Runner Topology

Runner Topology Model

Post-Liqo ARC topology for the GloriousFlywheel runner platform. Supersedes the prior multi-cluster burst model that used Liqo virtual nodes.

Current State: Single-Cluster ARC

All runners deploy to the on-prem honey RKE2 cluster managed by a single ARC controller in arc-systems.

honey RKE2 cluster
+-- arc-systems namespace
|   +-- ARC Controller (v0.14.0)
|       - manages all AutoScalingRunnerSets
|       - Prometheus metrics on :8080
|       - 5 alert rules (PrometheusRule)
|
+-- arc-runners namespace
|   +-- gh-nix (ARC ScaleSet)
|   |   - Nix builds, Attic cache integration
|   |   - Runner image ships Determinate Nix
|   |   - No shared /nix/store PVC requirement for baseline scheduling
|   |   - Warm pool: CronJob scales up during business hours
|   |   - CPU: 4 limit, Memory: 8Gi limit
|   |
|   +-- gh-docker (ARC ScaleSet)
|   |   - General CI workloads
|   |   - CPU: 2 limit, Memory: 4Gi limit
|   |
|   +-- gh-dind (ARC ScaleSet)
|   |   - Container builds (Docker-in-Docker)
|   |   - 40-50Gi ephemeral storage
|   |
|   +-- linux-xr-docker (ARC ScaleSet, extra)
|       - linux-xr kernel builds (rockylinux:10)
|       - Max 2 runners
|
+-- gitlab-runners namespace
|   +-- GitLab HPA runners (docker, dind, nix)
|       - HPA-managed deployments
|       - Separate from ARC, managed by gitlab-runner Helm chart
|
+-- nix-cache namespace
    +-- Attic binary cache server
    +-- Bazel remote cache
    +-- CNPG PostgreSQL cluster
    +-- RustFS object storage

Runner Classes

Runner Forge Type Scale Model Storage Use Case
gh-nix GitHub ARC ScaleSet Scale-to-zero + warm pool Ephemeral rootfs + Attic/Bazel acceleration Nix builds, flake checks
gh-docker GitHub ARC ScaleSet Scale-to-zero Ephemeral General CI, tests, linting
gh-dind GitHub ARC ScaleSet Scale-to-zero Large ephemeral (40-50Gi) Container image builds
linux-xr-docker GitHub ARC ScaleSet (extra) Max 2 Ephemeral Rocky Linux kernel builds
gl-docker GitLab HPA Deployment Min 1 replica Ephemeral General GitLab CI
gl-dind GitLab HPA Deployment Min 1 replica Ephemeral GitLab container builds
gl-nix GitLab HPA Deployment Min 1 replica Ephemeral GitLab Nix builds

Scale-Up and Scale-Down Lifecycle

ARC Runners (GitHub)

Job queued in GitHub Actions
  -> GitHub webhook -> ARC Controller
  -> Controller creates runner pod in scale set
  -> Pod starts (pulls image, exposes runtime hints)
  -> Runner registers with GitHub
  -> Job executes
  -> Job completes -> pod terminates (ephemeral)
  -> Scale set returns to minRunners (default: 0)

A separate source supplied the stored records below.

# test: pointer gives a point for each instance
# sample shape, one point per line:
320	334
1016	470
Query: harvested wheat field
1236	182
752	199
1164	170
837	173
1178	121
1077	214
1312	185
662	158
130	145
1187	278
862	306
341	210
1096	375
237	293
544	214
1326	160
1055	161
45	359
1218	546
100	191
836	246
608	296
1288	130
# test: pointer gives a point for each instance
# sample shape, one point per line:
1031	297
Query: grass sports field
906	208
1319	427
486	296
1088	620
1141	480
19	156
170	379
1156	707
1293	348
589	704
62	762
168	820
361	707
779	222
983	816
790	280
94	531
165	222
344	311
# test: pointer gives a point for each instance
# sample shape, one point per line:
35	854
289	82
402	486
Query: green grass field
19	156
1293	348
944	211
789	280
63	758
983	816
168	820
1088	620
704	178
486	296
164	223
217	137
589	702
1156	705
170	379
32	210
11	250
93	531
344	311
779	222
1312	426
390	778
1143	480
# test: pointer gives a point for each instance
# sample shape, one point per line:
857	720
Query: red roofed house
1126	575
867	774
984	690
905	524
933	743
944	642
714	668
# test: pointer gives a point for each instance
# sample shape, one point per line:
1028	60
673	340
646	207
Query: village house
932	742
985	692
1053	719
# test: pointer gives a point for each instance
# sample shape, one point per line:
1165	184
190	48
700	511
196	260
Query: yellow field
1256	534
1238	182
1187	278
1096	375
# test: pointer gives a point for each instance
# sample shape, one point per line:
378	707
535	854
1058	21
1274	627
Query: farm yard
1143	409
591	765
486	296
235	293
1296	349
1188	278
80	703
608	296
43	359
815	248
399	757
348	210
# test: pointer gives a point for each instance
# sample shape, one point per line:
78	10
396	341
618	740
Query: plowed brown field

Warm pool override (gh-nix):

06:00 UTC (business hours start)
  -> CronJob patches AutoScalingRunnerSet: minRunners=2
  -> ARC pre-creates 2 idle runner pods
  -> Pods already carry the runner image + Nix toolchain
  -> Jobs get instant assignment (no registration cold start)

22:00 UTC (business hours end)
  -> CronJob patches AutoScalingRunnerSet: minRunners=0
  -> Idle pods drain and terminate
  -> Attic remains the reusable acceleration layer between jobs

GitLab Runners (HPA)

Always-on: minimum 1 replica per runner type
  -> HPA monitors CPU/memory utilization
  -> Scales up when CPU > target (default 70%)
  -> Scale-down stabilization: 300s window
  -> Never scales below min replicas

Cold Start Times

Runner Cold Start Warm Start Notes
gh-docker ~20-30s N/A (ephemeral) Image pull + registration
gh-dind ~25-35s N/A (ephemeral) Larger image, DinD setup
gh-nix (cold) ~90-120s ~5-10s Runner image already contains Nix; cache misses dominate
gh-nix (warm pool) ~5-10s ~5-10s Warm pool avoids registration cold start; Attic still carries reuse
gl-* ~5s ~5s Always running (HPA min replicas)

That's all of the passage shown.